Save and run. You should see this:

## Tidy up¶

It would be nice if the guide circles were not on the final drawing.
**Add** this tidy-up code at the end of `epitrochoid`

,
and style the unnamed turtle to your liking:

```
def epitrochoid(a, b, L, M=1):
ta = new_guide(a, "blue")
tb = new_guide(b, "red")
.
.
.
# Erase guides
guide_erase(ta)
guide_erase(tb)
def guide_erase(t):
"Erase what turtle t drew"
t.hideturtle()
t.clear()
speed("fastest")
width(5)
color("lime green")
# Test
epitrochoid(90, 100, 3, 2)
hideturtle()
```

## Inspiring examples¶

Try changing the numbers in the call to `epitrochoid`

like this:

```
a, b = 100, 300
epitrochoid(a, b, 4)
color("goldenrod")
epitrochoid(a, b, 5)
color("sienna")
epitrochoid(a, b, 6)
```

(Remember, M=1 if you don’t give a fourth argument.) Suppose you change just one line now:

```
a, b = -100, 300
```

and run again. When the loops point outwards, the shape is called a hypotrochoid.

What’s happening here?

```
a, b = 250, 300
epitrochoid(a, b, 4)
color("goldenrod")
epitrochoid(a, b, 5)
color("sienna")
epitrochoid(a, b, 6)
```

And what about here?

```
L = 6
a, x = 50, 80
epitrochoid(a, L*a, L)
color("goldenrod")
epitrochoid(a, L*a + x, L)
color("sienna")
epitrochoid(a, L*a - x, L)
```

Find other interesting shapes of your own.

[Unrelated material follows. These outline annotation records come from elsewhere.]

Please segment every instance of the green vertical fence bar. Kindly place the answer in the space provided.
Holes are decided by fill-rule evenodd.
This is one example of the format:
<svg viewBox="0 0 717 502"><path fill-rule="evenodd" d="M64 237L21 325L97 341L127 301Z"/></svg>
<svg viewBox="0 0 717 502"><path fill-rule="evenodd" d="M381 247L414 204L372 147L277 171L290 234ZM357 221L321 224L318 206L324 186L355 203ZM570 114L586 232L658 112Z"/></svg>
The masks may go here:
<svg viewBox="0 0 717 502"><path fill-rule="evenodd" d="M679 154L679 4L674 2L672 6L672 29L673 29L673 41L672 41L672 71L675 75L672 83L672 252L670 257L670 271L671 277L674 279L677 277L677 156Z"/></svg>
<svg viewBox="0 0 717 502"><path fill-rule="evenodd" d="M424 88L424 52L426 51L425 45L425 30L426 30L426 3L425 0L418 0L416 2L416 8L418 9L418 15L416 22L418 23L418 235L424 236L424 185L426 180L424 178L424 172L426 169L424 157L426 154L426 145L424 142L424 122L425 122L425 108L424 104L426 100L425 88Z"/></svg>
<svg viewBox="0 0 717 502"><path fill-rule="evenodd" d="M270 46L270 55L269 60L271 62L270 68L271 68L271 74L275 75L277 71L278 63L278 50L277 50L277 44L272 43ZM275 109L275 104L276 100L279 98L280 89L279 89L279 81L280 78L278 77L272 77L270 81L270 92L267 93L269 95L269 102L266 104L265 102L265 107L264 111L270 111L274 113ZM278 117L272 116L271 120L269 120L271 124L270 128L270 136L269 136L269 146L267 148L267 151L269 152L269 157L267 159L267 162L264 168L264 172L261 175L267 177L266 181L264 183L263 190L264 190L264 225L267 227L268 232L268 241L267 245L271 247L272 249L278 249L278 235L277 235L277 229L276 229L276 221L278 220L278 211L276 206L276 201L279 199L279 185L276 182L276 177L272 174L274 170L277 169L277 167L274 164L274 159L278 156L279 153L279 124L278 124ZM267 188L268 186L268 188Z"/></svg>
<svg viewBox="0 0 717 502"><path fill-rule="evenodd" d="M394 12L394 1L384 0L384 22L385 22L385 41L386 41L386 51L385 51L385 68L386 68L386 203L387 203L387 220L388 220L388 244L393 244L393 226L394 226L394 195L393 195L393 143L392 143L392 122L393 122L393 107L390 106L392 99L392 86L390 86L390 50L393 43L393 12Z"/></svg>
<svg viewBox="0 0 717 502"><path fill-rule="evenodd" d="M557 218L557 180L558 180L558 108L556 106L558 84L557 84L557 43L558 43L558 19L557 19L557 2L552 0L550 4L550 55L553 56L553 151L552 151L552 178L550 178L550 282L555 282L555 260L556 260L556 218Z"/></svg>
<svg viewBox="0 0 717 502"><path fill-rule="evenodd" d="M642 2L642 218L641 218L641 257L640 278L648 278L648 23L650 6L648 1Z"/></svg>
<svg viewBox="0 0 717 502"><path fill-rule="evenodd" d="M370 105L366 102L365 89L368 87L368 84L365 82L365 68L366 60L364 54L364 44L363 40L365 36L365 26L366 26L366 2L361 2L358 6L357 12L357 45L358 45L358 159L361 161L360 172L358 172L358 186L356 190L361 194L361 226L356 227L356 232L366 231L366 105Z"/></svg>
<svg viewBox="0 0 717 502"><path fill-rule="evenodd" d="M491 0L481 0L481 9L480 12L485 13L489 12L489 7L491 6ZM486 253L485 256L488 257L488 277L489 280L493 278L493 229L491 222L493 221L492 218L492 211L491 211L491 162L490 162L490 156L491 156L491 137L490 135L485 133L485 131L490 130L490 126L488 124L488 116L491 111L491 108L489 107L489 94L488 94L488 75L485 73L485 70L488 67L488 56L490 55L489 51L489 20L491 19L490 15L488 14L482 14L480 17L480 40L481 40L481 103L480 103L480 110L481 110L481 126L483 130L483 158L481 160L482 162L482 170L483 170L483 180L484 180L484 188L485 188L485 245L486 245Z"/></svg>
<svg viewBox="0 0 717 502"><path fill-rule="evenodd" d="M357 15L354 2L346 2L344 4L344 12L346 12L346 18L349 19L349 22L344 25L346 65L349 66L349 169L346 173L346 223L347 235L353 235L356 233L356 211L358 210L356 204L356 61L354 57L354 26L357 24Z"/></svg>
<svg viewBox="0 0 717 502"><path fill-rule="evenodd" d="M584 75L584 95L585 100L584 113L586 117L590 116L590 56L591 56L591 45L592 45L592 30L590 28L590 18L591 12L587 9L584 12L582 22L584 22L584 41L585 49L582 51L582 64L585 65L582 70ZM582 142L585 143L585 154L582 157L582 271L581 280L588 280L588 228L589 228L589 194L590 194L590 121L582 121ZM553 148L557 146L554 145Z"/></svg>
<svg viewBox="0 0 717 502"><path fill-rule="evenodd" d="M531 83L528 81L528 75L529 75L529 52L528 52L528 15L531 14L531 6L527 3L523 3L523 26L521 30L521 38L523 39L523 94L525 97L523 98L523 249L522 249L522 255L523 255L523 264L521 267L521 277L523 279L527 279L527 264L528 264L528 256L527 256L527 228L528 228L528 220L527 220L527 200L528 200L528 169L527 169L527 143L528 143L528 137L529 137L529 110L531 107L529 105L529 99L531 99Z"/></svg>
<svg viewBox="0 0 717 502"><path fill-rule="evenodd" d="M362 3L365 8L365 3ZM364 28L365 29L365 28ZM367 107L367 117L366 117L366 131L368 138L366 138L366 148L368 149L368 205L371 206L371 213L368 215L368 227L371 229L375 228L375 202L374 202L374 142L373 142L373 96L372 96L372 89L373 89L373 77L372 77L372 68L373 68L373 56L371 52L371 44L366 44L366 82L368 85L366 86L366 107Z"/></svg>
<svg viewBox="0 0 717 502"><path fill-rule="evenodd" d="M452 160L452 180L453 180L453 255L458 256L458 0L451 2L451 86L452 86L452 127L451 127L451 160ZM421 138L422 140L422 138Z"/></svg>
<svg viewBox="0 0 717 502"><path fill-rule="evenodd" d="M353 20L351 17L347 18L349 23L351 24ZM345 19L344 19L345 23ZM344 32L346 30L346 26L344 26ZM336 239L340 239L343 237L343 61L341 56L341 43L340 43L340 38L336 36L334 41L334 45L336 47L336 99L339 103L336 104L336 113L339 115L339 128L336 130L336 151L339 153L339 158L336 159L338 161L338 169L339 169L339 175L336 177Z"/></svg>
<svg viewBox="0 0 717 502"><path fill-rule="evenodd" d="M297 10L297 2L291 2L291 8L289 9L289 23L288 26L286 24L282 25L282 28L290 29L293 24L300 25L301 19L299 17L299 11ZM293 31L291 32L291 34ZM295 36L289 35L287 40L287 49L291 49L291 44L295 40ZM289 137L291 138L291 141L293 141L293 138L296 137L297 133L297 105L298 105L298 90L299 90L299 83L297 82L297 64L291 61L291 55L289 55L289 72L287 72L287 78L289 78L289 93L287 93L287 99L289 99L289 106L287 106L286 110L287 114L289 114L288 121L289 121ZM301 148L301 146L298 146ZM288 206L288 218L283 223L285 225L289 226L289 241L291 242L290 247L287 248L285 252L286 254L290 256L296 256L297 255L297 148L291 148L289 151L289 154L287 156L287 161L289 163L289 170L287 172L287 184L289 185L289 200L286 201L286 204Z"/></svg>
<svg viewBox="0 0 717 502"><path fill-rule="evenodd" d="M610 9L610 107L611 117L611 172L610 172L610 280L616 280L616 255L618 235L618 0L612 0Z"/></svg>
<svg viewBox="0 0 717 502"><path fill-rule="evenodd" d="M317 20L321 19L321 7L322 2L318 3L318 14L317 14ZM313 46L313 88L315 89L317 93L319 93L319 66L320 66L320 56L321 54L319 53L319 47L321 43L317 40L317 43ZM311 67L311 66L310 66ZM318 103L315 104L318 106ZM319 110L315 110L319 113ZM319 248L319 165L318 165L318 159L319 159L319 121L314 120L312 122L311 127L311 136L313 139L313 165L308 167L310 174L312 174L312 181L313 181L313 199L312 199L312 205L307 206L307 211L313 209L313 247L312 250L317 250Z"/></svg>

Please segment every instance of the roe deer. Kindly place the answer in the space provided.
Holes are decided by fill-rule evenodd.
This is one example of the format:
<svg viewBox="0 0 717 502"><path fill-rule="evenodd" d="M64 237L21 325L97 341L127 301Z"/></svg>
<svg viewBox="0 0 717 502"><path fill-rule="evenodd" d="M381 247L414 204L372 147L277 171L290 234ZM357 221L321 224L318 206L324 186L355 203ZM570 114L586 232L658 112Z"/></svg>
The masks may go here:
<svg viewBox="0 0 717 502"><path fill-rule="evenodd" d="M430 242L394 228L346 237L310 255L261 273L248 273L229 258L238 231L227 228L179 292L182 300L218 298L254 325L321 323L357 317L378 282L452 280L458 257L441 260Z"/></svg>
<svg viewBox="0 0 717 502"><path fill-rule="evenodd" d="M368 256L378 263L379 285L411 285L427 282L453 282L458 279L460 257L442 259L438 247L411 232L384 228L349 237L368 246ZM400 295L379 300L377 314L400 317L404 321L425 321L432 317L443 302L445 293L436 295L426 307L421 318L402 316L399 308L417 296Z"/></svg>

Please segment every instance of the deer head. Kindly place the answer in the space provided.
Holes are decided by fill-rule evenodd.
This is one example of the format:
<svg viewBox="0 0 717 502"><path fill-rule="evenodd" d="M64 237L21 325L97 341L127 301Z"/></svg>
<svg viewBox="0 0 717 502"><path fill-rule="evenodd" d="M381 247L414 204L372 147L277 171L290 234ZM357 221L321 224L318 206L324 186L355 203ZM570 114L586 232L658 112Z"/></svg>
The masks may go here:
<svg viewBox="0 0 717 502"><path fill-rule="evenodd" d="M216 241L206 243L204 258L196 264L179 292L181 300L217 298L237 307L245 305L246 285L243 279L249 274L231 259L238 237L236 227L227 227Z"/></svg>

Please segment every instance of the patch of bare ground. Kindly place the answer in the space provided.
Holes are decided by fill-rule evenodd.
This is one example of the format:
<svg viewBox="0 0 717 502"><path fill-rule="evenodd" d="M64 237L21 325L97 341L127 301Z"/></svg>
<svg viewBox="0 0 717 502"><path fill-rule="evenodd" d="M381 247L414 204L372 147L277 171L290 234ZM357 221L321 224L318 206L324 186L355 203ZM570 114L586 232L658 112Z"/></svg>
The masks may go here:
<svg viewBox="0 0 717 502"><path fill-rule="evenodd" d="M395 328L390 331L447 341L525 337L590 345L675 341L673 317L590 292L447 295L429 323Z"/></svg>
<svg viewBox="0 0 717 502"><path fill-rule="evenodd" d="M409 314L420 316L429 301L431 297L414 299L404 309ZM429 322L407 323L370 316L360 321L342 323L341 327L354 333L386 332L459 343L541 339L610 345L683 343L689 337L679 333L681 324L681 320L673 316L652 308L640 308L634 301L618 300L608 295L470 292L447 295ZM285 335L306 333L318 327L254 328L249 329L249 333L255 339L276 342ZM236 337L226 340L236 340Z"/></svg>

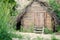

## Some advanced questions¶

If you like investigating mathematical patterns, this code project poses some interesting questions.

- What determines the number of loops?
- What values for
`a`

and`b`

make the curve pass through (0,0)? (Hint: where would the guide turtles be at that moment?)

A shape in this family, where the curve passes through zero, is called a “rose”.

- When do the loops become points?
- Both curves below have 3 loops: what is the difference between them?